Per Dante infatti, come per tanta cultura medievale, la luce è manifestazione sensibile della presenza di Dio, come già lo testimonia l’espressione che Dante utilizza per definire Dio al verso 2 del canto I:”la gloria di colui che tutto move/ per l’universo penetra e risplende/ in una parte più e meno altrove”; è quindi lo splendore diffuso della sua essenza che penetra in ogni luogo dell’esistenza.
Infatti anche il compenetrarsi della virtù divina dall’Empireo ai cieli inferiori fino alla terra si manifesta come discesa di luce, come Beatrice riferisce a Dante nel canto II spiegandogli la natura delle macchie lunari.
Essa infatti afferma che il punto centrale del Paradiso è l‘Empireo e da questo, attraverso il primo mobile e il cielo delle stelle fisse, piove sui vari cieli una virtù, che in modi diversi si lega ai singoli cieli, a seconda della loro natura e del grado di beatitudine di cui godono. Le macchie lunari, quindi, non sono determinate dalla diversa rarefazione della materia, ma dalla maggiore o minore luminosità del cielo.
Il cielo della luna è il più distante da Dio e per questo riceve meno luce. Al contrario l’Empireo è il “ciel che più de la sua (di Dio) luce prende“(canto I, v.4). Come gli spiriti del cielo della luna, che non hanno portato a compimento i loro voti, così anche gli spiriti del cielo di Mercurio godono di una luce minore rispetto a quelli successivi, ma al tempo stesso quest’ultima è un poco superiore rispetto a quella del cielo precedente.
Dice Giustiniano nel canto IV:”questa piccola stella si correda dei buoni spiriti che son stati attivi perché onore e fama li succeda: e quando li desiri poggion quivi, sì desviando, pur conviene che i raggi del vero amore in sù poggin men vivi”.
In ogni caso, tutti gli spiriti sono paghi della loro condizione perché “nella sua (di Dio) volontade è la nostra pace”, dice Piccarda.
Inoltre, il primo e indispensabile atto verso la salvezza consiste nella conoscenza, e questa deriva dalla visione fisica ed intellettuale del mondo divino.

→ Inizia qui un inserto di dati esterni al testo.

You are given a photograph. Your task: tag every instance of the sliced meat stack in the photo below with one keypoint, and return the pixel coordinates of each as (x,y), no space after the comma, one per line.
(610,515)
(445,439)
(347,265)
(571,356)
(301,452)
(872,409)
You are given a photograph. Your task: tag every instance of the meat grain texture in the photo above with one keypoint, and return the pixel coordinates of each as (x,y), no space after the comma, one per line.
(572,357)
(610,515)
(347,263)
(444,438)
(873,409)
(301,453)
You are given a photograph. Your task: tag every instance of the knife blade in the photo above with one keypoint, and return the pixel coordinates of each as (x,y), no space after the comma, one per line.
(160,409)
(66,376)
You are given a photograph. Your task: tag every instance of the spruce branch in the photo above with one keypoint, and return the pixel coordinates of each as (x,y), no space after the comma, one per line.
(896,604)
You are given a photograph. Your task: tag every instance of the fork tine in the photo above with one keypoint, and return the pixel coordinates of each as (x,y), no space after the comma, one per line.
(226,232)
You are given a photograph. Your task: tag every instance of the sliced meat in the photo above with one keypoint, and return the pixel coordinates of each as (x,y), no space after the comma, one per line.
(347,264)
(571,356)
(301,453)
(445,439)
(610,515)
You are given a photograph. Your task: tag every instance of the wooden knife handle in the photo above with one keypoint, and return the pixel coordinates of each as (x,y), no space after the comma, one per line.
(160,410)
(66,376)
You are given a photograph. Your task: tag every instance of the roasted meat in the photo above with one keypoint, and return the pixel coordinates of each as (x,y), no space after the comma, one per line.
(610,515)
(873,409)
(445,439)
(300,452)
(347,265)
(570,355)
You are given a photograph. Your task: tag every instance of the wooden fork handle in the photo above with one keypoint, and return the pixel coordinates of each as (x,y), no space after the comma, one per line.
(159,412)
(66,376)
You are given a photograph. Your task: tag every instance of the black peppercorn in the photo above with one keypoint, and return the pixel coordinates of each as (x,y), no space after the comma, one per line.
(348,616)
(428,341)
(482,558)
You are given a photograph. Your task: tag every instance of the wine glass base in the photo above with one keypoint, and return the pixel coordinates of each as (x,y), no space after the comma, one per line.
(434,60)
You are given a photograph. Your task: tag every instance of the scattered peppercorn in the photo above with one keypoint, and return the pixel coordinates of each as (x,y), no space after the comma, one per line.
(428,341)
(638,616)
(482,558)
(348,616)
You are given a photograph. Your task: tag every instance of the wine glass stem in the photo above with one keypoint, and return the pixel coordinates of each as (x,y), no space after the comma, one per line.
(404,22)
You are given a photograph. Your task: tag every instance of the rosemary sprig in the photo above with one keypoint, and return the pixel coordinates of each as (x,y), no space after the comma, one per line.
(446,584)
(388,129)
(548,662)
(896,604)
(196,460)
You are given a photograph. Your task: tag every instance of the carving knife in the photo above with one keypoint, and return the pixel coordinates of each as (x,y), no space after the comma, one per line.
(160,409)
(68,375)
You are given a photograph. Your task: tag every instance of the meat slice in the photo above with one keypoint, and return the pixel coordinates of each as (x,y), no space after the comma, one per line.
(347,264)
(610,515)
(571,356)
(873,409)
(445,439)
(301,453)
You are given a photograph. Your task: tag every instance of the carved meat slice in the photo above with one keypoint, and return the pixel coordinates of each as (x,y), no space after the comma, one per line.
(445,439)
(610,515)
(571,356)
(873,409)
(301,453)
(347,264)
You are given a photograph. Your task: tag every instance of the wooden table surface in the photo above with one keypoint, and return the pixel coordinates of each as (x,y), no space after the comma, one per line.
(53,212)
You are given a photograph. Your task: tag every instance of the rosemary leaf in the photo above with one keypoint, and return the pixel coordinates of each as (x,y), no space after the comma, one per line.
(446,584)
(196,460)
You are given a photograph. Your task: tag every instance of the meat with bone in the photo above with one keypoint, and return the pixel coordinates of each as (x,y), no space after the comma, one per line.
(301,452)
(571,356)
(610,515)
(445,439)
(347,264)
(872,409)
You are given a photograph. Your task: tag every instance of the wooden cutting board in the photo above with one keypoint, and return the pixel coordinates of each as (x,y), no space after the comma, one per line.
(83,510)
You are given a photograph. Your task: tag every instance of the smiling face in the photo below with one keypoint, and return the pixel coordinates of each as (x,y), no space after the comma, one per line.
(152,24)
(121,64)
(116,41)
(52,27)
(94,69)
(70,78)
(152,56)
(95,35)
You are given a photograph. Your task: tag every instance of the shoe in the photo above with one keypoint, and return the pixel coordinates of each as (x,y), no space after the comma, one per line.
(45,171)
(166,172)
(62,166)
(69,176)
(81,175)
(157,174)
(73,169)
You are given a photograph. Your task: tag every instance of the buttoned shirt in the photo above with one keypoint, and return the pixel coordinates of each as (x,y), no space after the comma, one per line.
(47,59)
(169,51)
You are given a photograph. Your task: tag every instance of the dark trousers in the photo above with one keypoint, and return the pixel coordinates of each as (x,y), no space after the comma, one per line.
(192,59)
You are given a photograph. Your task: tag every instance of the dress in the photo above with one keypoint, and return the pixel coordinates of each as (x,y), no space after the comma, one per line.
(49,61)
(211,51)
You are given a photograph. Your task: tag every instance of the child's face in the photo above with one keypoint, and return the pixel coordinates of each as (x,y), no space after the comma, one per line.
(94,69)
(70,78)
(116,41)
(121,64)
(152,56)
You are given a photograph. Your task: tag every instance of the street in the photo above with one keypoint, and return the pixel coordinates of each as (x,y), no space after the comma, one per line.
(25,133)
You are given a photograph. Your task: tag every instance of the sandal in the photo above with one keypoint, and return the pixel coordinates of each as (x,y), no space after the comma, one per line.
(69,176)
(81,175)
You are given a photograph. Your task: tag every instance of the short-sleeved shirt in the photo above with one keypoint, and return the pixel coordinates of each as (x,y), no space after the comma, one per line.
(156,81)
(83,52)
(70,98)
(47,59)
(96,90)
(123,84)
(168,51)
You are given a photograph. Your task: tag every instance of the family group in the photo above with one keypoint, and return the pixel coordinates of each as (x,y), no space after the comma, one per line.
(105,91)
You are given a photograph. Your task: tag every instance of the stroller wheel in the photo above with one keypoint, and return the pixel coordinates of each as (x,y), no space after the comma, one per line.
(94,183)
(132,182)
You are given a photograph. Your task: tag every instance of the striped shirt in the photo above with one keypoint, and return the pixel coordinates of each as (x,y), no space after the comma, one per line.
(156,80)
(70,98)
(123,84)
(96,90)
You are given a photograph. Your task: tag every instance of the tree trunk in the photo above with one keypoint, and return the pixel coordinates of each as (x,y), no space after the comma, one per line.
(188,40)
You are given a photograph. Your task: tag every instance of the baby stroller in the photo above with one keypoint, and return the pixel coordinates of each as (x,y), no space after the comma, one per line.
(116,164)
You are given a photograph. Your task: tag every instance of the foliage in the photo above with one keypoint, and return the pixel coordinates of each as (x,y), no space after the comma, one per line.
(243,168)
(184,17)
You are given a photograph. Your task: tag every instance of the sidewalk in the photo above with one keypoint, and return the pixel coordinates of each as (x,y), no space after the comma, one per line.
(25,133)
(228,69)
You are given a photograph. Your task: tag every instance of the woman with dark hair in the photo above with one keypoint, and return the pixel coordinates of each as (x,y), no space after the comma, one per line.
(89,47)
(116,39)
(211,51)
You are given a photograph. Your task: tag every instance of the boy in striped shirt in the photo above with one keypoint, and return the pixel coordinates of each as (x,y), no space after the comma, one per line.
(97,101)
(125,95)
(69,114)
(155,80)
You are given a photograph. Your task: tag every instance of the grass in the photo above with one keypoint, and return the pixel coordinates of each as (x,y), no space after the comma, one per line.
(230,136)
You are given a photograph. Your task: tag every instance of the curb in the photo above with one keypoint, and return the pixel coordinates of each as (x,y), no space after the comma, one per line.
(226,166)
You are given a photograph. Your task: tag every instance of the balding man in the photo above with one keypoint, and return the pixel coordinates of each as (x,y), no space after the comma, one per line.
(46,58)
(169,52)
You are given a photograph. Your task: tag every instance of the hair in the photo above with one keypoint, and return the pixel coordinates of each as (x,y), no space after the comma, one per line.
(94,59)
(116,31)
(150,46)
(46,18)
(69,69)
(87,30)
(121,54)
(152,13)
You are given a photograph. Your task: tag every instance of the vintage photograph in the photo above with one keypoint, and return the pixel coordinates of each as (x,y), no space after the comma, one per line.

Già a partire dal canto I, infatti, Dante a stento sostiene la vista del sole che è così potente da sembrargli che Dio abbia adornato il cielo di un secondo sole.Infatti sin dal canto I, Dante si mostra stupito del “grande lume” presente in Paradiso, a cui deve gradualmente abituarsi. Egli, cioè, più si avvicina alla conoscenza di Dio, più la luce aumenta: deve quindi compiere un percorso prima di poter arrivare alla completa e finale visione di Dio, e quindi della pien luce.
Inoltre, a partire dal cielo di Mercurio, gli stessi spiriti si manifestano come lumi, che intensificano la loro luminosità quando esprimono gioia o carità.
Nel canto III, ad esempio, Costanza D’Altavilla viene presentata come “splendor” come anche gli spiriti del cielo di Mercurio nel canto V, compreso Giustiniano che, dopo che Dante gli rivolge la parola, “fessi lucente più assai di quel ch’era”.
La stessa Beatrice, che addirittura nel canto III viene definita “sol”, mano a mano che si sale diviene sempre più bella e luminosa, al punto che Dante esprime una difficoltà e incapacità crescenti nel descriverla.
Di qui il motivo della luce si lega strettamente a quello della ineffabilità, anch’esso centrale nel Paradiso e che, a sua volta, spiega la tensione espressiva di Dante che deve riuscire a descrivere l’indescrivibile.
Da ciò è chiara la straordinaria inventività del suo linguaggio, che è uno degli aspetti più interessanti della cantica del Paradiso.